Grant success for CRADLE Fellow to fund world-first study
26 November 2018
Hot on the heels of a Vice-Chancellor’s Award for her work in developing contract cheating awareness and detection strategies, CRADLE Fellow A/Prof. Wendy Sutherland-Smith – together with Dr Penelope Pitt of the Deakin University Student Association (DUSA) – has been awarded a joint Coventry University (UK) and Deakin University grant to further her research into contract cheating.
Bringing together various areas of research expertise, the study will investigate the student experience of contract cheating allegations in partnership with student unions at both Coventry and Deakin. By exploring the decision-making processes behind contract cheating with students who have been through the formal allegation process, the study aims to discover what factors contribute to students’ actions, as well as any interventions that might have prevented them from taking this path. The study will examine what student bodies can do to assist each institution to better educate students about contract cheating and its consequences and, more broadly, how institutions can enhance support so that students ultimately avoid contract cheating.

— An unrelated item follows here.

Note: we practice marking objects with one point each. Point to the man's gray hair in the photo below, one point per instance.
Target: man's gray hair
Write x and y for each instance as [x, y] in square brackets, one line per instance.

“To our knowledge, this is the first study of its kind in the world,” says Wendy. “There haven’t been any previous studies where university staff have partnered with student unions to examine students’ experiences of the contract cheating allegation process. Such knowledge is critical to institutional understandings of how to leverage existing resources to better support students’ ethical learning and integrity choices.”
This project builds on Wendy’s CRADLE research in the area of contract cheating, beginning in 2016 with a project exploring student advocates’ perceptions of contract cheating (conducted with CRADLE’s A/Prof. Phillip Dawson and Dr Helen Walker). Since that time, Wendy and Phill have undertaken two further empirical research projects around markers’ abilities to detect contract cheating (both published in Assessment & Evaluation in Higher Education – see below for more information), and continue their contract cheating research into technological responses to identifying contract-cheated work.
Dawson, P. and Sutherland-Smith, W. (2018). Can markers detect contract cheating? Results from a pilot study. Assessment & Evaluation in Higher Education, 43(2), 286-293.
Dawson, P. and Sutherland-Smith, W. (2018). Can training improve marker accuracy at detecting contract cheating? A multi-disciplinary pre-post study. Assessment & Evaluation in Higher Education.